Any discussion about improving the security of the federal IT enterprise sooner or later comes around to the topic of network visibility.
The concept of network visibility – the idea that an agency should have a clear picture of all data-in-transit moving across the enterprise – is not new. But it has taken on new importance as agencies have extended applications and data from the traditional IT infrastructure to virtual and cloud infrastructures. If an agency lacks visibility across all three environments, they leave themselves vulnerable.
Both the Trusted Internet Connection (TIC) and Continuous Diagnostics and Mitigation (CDM) initiatives have evolved to help agencies strengthen their cyber posture as they adopt cloud, mobility and other technologies as part of their IT modernization efforts. But the importance of securing this extended enterprise has been driven home more recently by the COVID-19 pandemic. As the virus spread, many employees ended up working from home.
To learn more about how agencies can improve network visibility in this environment, GovLoop spoke with Dennis Reilly, Vice President for Federal at Gigamon, which provides network visibility and analytics for data-in-transit.
One of the primary challenges in a remote work environment is the volume of traffic that needs to be inspected. Many agencies provide employees with connectivity through a virtual private network (VPN) which routes all traffic through the on-premises network. That doubles the workload for the security infrastructure, since it will end up inspecting network packets as they come onto the network and again as they go out.
Rather than just increasing that infrastructure, agencies should look for a solution that can strip out those duplicate packets, cutting the workload in half, Reilly said. They can further reduce the workload by inspecting only relevant traffic, such as email for a phishing threat, as opposed to video or voice-over-IP, which don’t pose a significant risk. One of Gigamon’s Defense Department (DoD) customers did just that recently.

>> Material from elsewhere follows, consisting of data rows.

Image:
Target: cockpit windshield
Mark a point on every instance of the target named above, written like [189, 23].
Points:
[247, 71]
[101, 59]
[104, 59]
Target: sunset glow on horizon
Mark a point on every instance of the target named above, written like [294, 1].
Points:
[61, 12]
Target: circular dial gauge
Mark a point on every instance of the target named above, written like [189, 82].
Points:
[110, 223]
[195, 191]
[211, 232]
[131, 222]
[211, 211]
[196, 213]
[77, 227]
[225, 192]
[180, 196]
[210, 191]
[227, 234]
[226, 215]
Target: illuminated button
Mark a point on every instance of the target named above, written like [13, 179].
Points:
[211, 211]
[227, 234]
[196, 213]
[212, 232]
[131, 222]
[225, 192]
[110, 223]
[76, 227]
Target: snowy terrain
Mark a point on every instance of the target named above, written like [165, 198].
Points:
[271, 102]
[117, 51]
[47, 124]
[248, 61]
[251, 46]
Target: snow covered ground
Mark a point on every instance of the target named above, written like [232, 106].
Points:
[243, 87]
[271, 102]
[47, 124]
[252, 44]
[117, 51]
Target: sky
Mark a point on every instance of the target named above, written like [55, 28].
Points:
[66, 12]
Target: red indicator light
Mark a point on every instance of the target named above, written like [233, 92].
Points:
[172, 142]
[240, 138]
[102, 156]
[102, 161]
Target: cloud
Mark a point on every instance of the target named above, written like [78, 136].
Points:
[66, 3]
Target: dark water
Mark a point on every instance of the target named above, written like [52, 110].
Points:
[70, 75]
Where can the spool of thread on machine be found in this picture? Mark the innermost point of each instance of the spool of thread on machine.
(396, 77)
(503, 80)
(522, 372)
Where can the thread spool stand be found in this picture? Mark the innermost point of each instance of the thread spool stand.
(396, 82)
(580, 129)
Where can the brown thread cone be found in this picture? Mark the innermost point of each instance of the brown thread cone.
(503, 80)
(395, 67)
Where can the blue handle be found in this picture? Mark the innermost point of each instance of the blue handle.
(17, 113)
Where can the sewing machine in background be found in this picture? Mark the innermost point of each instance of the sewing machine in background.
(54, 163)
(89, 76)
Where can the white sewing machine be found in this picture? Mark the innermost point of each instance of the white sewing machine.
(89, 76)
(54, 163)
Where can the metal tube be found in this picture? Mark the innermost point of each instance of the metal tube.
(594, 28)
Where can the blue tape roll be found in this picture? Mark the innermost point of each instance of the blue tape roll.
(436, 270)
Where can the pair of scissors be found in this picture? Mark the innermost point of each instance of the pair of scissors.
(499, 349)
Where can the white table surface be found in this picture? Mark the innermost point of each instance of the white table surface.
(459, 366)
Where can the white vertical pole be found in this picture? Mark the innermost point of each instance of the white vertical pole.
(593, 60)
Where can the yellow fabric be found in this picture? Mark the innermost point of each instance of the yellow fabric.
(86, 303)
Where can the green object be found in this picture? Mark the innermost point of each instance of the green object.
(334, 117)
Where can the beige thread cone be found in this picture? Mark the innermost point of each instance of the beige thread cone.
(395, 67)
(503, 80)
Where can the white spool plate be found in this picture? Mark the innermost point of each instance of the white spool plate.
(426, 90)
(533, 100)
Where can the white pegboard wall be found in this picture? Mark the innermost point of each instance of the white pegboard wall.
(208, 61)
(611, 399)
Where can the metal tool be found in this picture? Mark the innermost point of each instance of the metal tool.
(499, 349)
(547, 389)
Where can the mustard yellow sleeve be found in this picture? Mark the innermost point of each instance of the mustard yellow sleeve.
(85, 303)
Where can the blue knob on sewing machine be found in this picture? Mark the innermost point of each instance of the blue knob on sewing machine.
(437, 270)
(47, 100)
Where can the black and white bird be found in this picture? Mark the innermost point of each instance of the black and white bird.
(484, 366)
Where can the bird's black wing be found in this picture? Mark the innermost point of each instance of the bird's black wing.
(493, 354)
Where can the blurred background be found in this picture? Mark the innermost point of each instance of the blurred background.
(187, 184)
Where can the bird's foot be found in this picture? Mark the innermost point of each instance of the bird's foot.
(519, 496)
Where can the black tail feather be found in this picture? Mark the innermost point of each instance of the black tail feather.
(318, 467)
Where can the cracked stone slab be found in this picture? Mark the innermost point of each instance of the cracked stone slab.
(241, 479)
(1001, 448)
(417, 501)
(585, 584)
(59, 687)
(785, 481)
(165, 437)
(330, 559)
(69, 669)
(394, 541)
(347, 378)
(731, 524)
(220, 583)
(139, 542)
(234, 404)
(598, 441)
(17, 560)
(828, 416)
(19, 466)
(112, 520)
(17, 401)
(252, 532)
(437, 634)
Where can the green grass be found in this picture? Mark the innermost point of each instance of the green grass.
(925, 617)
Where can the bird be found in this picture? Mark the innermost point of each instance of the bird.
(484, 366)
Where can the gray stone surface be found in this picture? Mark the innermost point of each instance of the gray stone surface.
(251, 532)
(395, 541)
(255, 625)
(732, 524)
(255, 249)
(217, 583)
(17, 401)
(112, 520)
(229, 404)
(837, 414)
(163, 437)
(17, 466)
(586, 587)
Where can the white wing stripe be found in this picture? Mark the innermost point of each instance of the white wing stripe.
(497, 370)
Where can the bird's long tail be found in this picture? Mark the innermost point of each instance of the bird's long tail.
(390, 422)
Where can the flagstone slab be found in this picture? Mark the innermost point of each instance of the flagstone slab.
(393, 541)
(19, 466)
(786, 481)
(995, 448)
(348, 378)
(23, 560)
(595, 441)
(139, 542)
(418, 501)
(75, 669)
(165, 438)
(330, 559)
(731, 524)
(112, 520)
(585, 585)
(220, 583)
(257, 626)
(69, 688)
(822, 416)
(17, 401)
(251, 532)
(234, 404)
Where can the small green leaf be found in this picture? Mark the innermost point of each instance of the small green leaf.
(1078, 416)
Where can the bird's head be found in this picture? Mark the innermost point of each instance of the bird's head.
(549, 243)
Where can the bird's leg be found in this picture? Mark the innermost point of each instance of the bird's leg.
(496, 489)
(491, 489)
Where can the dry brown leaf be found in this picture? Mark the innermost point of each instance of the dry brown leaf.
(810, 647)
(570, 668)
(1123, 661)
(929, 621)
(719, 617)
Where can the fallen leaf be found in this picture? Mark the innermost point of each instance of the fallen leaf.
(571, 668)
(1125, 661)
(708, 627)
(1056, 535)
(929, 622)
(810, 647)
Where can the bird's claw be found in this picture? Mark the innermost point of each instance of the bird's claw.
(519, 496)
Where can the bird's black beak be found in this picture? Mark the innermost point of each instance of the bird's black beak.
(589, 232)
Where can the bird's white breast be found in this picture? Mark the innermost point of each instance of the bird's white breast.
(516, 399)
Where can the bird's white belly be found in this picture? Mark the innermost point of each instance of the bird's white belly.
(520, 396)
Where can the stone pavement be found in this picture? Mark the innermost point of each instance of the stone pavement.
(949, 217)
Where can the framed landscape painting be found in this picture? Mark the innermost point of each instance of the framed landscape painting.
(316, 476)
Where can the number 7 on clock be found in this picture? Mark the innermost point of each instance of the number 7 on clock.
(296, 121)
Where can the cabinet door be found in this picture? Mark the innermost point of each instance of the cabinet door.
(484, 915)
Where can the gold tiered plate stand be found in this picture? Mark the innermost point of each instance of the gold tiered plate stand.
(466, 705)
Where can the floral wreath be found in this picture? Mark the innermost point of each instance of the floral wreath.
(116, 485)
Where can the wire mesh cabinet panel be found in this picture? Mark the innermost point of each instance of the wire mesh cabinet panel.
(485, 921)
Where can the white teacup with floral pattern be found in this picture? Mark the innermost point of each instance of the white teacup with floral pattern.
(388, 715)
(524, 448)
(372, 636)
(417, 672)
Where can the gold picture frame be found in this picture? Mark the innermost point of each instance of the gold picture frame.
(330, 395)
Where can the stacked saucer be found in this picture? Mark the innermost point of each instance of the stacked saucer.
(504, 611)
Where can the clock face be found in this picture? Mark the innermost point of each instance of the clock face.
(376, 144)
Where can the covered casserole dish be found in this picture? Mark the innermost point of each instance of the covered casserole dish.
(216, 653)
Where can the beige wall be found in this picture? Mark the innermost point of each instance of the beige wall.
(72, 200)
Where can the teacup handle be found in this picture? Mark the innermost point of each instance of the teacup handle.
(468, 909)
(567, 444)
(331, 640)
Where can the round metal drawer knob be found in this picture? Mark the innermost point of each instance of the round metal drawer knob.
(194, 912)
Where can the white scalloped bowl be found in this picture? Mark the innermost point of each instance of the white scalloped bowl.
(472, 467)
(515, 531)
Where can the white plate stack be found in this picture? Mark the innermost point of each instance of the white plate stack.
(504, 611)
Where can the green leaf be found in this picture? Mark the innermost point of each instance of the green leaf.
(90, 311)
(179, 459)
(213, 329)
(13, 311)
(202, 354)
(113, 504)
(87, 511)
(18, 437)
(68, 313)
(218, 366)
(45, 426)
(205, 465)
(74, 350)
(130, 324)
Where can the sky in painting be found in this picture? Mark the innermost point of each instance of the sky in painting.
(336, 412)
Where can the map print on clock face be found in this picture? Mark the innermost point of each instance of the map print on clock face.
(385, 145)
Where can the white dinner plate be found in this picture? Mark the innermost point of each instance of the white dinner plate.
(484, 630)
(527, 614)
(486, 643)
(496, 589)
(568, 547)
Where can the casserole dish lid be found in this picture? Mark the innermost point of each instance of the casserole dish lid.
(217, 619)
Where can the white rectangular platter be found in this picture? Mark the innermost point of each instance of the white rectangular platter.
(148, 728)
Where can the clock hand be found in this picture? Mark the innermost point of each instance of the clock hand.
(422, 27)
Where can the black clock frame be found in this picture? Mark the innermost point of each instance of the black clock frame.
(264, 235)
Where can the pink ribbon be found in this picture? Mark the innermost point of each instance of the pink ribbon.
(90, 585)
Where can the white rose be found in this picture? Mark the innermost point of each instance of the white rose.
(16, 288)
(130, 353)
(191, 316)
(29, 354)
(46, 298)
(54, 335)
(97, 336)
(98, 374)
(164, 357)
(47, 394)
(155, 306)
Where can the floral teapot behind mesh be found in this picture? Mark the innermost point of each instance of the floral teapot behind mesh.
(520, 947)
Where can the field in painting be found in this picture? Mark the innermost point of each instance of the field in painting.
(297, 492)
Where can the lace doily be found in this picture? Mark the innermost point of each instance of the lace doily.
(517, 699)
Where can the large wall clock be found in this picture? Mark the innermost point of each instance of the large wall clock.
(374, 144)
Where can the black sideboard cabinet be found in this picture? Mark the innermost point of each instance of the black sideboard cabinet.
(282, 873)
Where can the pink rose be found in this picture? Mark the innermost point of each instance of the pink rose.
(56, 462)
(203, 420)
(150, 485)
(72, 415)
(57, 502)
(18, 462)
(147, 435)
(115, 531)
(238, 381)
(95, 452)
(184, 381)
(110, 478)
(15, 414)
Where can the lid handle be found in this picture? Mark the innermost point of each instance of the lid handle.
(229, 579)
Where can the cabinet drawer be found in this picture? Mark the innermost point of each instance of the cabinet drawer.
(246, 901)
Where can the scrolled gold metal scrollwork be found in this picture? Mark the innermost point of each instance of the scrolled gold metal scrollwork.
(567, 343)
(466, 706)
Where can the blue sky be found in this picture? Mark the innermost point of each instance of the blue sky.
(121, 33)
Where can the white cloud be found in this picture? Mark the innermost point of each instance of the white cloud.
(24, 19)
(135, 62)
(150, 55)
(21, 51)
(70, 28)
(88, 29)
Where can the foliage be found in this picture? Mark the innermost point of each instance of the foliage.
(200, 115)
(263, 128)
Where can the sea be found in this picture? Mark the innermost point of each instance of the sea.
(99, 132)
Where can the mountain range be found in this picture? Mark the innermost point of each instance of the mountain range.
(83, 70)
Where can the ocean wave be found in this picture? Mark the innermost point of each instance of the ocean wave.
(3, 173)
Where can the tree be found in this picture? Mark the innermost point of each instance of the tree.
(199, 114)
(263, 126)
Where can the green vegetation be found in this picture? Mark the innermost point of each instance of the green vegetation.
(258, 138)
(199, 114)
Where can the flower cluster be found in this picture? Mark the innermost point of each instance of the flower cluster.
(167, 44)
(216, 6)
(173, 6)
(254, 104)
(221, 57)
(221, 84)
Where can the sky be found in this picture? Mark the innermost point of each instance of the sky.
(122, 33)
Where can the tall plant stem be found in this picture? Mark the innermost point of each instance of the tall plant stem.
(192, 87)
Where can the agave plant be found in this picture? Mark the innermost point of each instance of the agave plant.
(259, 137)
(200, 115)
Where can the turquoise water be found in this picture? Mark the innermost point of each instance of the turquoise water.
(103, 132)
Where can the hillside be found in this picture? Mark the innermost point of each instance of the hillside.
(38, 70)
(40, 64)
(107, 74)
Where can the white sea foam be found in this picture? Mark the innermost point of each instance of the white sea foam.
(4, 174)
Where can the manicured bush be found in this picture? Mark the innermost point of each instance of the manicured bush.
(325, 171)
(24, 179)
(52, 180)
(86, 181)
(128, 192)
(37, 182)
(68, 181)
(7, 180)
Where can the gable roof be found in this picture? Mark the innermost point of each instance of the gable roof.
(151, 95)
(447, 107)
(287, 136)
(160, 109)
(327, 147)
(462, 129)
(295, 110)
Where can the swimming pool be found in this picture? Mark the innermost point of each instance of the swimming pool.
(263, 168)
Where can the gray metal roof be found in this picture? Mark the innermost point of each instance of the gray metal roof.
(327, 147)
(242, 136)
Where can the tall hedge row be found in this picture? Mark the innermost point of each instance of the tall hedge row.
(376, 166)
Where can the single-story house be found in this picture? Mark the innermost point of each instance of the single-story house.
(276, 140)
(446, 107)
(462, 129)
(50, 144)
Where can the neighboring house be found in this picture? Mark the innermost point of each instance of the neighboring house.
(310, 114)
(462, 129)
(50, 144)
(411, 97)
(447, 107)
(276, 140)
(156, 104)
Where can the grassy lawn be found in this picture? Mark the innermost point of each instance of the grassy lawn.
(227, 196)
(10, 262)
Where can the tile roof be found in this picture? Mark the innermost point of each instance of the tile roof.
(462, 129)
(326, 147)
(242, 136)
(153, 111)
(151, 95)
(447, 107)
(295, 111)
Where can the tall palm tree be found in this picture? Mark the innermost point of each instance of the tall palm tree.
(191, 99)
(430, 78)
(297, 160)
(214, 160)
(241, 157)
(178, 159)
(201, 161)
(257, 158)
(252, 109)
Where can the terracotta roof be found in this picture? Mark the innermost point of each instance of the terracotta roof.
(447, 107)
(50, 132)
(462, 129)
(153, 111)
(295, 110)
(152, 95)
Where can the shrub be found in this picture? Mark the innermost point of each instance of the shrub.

The goal is not just to inspect individual network packets but to monitor traffic patterns for anomalies. For example, is data being moved around the network, possibly in preparation for exfiltration? Is an end user or system communicating with a server that they don’t normally access?
By providing agencies with such intelligence, companies like Gigamon serve as a “force multiplier,” Reilly said.
Beyond the current crisis, network visibility is essential to achieving the aims of the CDM program. While much of the initial work on CDM was focused on identifying the devices and users on the network, the more advanced capabilities involve seeing all traffic that’s traversing the network.
This is especially important in the TIC 3.0 environment, which no longer requires all network traffic to be routed back to the enterprise network. The challenge is ensuring that agencies don’t lose visibility into that traffic.
“If you can’t see the traffic that’s traversing the network – whether that’s a physical network, a virtual environment, or even out to the cloud – you can’t secure it,” Reilly said.
In short, when it comes to network visibility, a blind spot is vulnerability. Through CDM, Gigamon helps agencies to eliminate those blind spots, he said.